McIntyre J A, Kincade M, Higgins N G
Center for Reproduction and Transplantation, Methodist Hospital of Indiana, Indianapolis 46202, USA.
Transplantation. 1996 May 27;61(10):1465-9. doi: 10.1097/00007890-199605270-00009.
Murine OKT3 monoclonal antibodies function as an immunosuppressant drug for organ transplant recipients. A contraindication to retreatment may develop, however, because a high proportion of OKT3-treated patients form anti-OKT3 antibodies. Previous data have shown that only antiidiotypic IgG antibodies can negate the beneficial effect of the drug. Eighty-two OKT3-treated transplanted patients were tested by ELISA for IgG, IgK and IgA anti-OKT3 antibodies and compared with 200 controls. The anti-OKT3 antibody-positive sera were screened additionally by flow cytometry for the presence of antiidiotypic activity by measuring Ortho OKT3-FITC activity on a CD3-positive cell line, Jurkat, before and after incubation with serial dilutions of patient and control sera. Forty-four of 82 patients developed antibodies to OKT3, 20 manifested IgG, 20 produced both IgG and IgA, and 4 IgA only. We never detected IgM anti-OKT3. Of the 44 anti-OKT3-positive patient sera, 25 showed antiidiotypic specificity. Two IgG/IgA anti-OKT3-positive patient sera were IgG-depleted by Protein G. Both continued to exhibit antiidiotypic IgA activity. IgA anti-OKT3 was associated with low serum OKT3 levels and lack of ability of OKT3 to lower total CD3 cell numbers to therapeutic levels. This is the first report of IgA anti-OKT3 antibody in transplant recipients. Isotype IgA anti-OKT3 was observed in 54% of the patients whose sera tested positive for anti-OM by ELISA. The IgG/ IgA anti-OKT3-positive patient sera tested continued to exhibit antiidiotypic OKT3 reactivity when depleted of IgG. We urge that OKT3-treated patients be monitored routinely for IgA anti-OKT3 antibodies to avoid the expense and potential complications of retreatment with this drug in sensitized patients.

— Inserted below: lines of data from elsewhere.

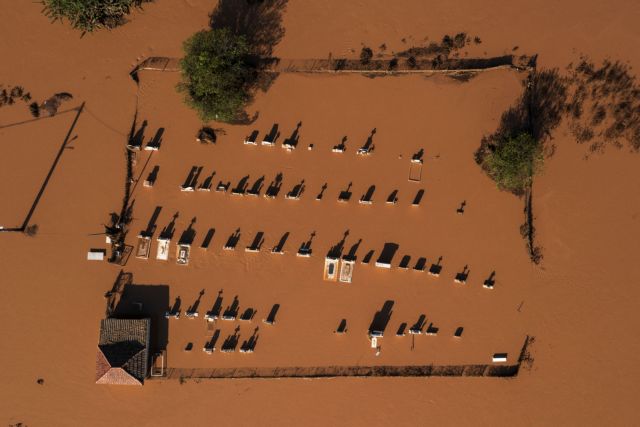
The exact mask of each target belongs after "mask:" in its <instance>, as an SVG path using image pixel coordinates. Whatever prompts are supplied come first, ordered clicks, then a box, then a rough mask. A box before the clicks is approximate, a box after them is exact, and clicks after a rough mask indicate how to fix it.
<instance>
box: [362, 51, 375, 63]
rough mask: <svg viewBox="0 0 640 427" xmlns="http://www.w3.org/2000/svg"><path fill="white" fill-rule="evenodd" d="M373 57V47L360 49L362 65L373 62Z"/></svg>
mask: <svg viewBox="0 0 640 427" xmlns="http://www.w3.org/2000/svg"><path fill="white" fill-rule="evenodd" d="M371 58H373V51H372V50H371V48H368V47H363V48H362V50H361V51H360V63H361V64H362V65H367V64H368V63H369V62H371Z"/></svg>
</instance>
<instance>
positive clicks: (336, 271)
mask: <svg viewBox="0 0 640 427" xmlns="http://www.w3.org/2000/svg"><path fill="white" fill-rule="evenodd" d="M322 278H323V279H324V280H328V281H331V282H335V281H336V280H338V259H337V258H329V257H326V258H325V259H324V271H323V273H322Z"/></svg>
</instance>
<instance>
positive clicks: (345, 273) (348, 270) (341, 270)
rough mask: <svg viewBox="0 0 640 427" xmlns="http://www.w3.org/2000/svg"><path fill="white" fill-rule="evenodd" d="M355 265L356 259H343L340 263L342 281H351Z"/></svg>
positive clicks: (340, 272) (346, 281)
mask: <svg viewBox="0 0 640 427" xmlns="http://www.w3.org/2000/svg"><path fill="white" fill-rule="evenodd" d="M354 265H355V261H353V260H342V263H341V265H340V281H341V282H342V283H351V279H352V278H353V267H354Z"/></svg>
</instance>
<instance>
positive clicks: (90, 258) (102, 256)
mask: <svg viewBox="0 0 640 427" xmlns="http://www.w3.org/2000/svg"><path fill="white" fill-rule="evenodd" d="M104 255H105V250H104V249H89V252H87V261H104Z"/></svg>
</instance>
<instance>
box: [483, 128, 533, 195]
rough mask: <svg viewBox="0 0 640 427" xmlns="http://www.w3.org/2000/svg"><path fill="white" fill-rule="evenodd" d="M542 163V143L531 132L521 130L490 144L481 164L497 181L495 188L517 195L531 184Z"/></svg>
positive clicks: (522, 191) (492, 176)
mask: <svg viewBox="0 0 640 427" xmlns="http://www.w3.org/2000/svg"><path fill="white" fill-rule="evenodd" d="M542 163H543V153H542V144H541V143H539V141H537V140H536V139H535V138H534V137H533V136H531V134H529V133H526V132H522V133H520V134H518V135H516V136H514V137H507V136H505V137H502V138H501V139H499V140H497V141H496V142H495V143H494V144H490V145H489V147H488V150H487V152H486V155H485V156H484V158H483V160H482V167H483V168H484V169H485V170H486V171H487V173H488V174H489V176H490V177H491V178H493V180H494V181H495V182H496V184H498V188H500V189H501V190H507V191H510V192H512V193H514V194H518V195H520V194H523V193H524V192H525V190H526V189H527V188H528V187H529V186H530V185H531V182H532V180H533V176H534V175H535V174H536V173H537V172H538V171H539V170H540V169H541V168H542Z"/></svg>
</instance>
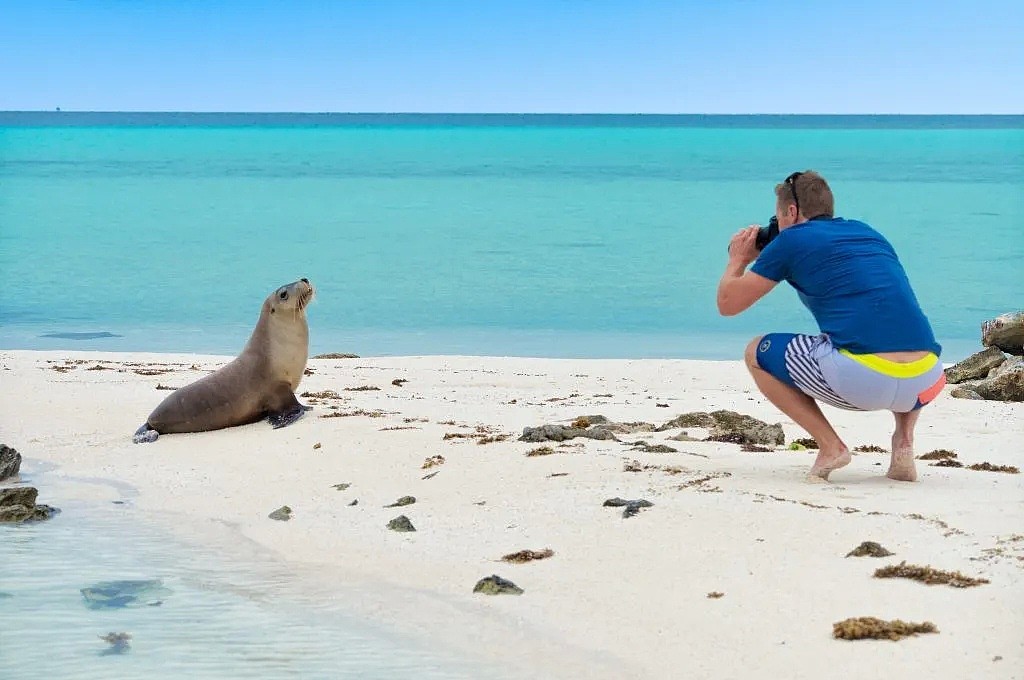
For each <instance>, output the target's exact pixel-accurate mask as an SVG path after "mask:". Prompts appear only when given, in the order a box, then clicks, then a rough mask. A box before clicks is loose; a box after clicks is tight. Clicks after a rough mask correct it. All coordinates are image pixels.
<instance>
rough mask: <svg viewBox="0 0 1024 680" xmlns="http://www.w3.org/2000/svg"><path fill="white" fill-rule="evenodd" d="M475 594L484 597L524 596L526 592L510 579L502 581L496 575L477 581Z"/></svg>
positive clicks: (501, 579) (475, 586)
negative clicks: (484, 596) (487, 596)
mask: <svg viewBox="0 0 1024 680" xmlns="http://www.w3.org/2000/svg"><path fill="white" fill-rule="evenodd" d="M473 592H474V593H483V594H484V595H522V594H523V592H524V591H523V589H522V588H520V587H519V586H517V585H515V584H514V583H512V582H511V581H509V580H508V579H502V578H501V577H500V576H498V575H497V573H496V575H494V576H489V577H486V578H485V579H480V580H479V581H477V582H476V585H475V586H473Z"/></svg>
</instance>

鼠源OKT3单克隆抗体可作为器官移植受者的免疫抑制药物。然而,再次治疗可能会有禁忌,因为接受OKT3治疗的患者中很大一部分会产生抗OKT3抗体。既往数据表明,只有抗独特型IgG抗体才能消除该药物的有益作用。采用酶联免疫吸附测定(ELISA)法检测了82例接受OKT3治疗的移植患者的IgG、IgK和IgA抗OKT3抗体,并与200名对照者进行比较。通过流式细胞术进一步筛选抗OKT3抗体阳性血清,通过检测与患者和对照血清系列稀释液孵育前后,CD3阳性细胞系Jurkat上的Ortho OKT3-异硫氰酸荧光素(FITC)活性,来检测抗独特型活性。82例患者中有44例产生了抗OKT3抗体,20例表现为IgG,20例同时产生IgG和IgA,4例仅产生IgA。我们从未检测到IgM抗OKT3。在44例抗OKT3阳性患者血清中,25例表现出抗独特型特异性。2例IgG/IgA抗OKT3阳性患者血清经蛋白G去除IgG后,仍继续表现出抗独特型IgA活性。IgA抗OKT3与低血清OKT3水平以及OKT3无法将总CD3细胞数量降至治疗水平有关。这是移植受者中IgA抗OKT3抗体的首次报道。通过ELISA检测抗OKT3呈阳性的患者血清中,54%观察到IgA同型抗OKT3。去除IgG后,经检测的IgG/IgA抗OKT3阳性患者血清继续表现出抗独特型OKT3反应性。我们敦促对接受OKT3治疗的患者常规监测IgA抗OKT3抗体,以避免在致敏患者中再次使用该药物的费用和潜在并发症。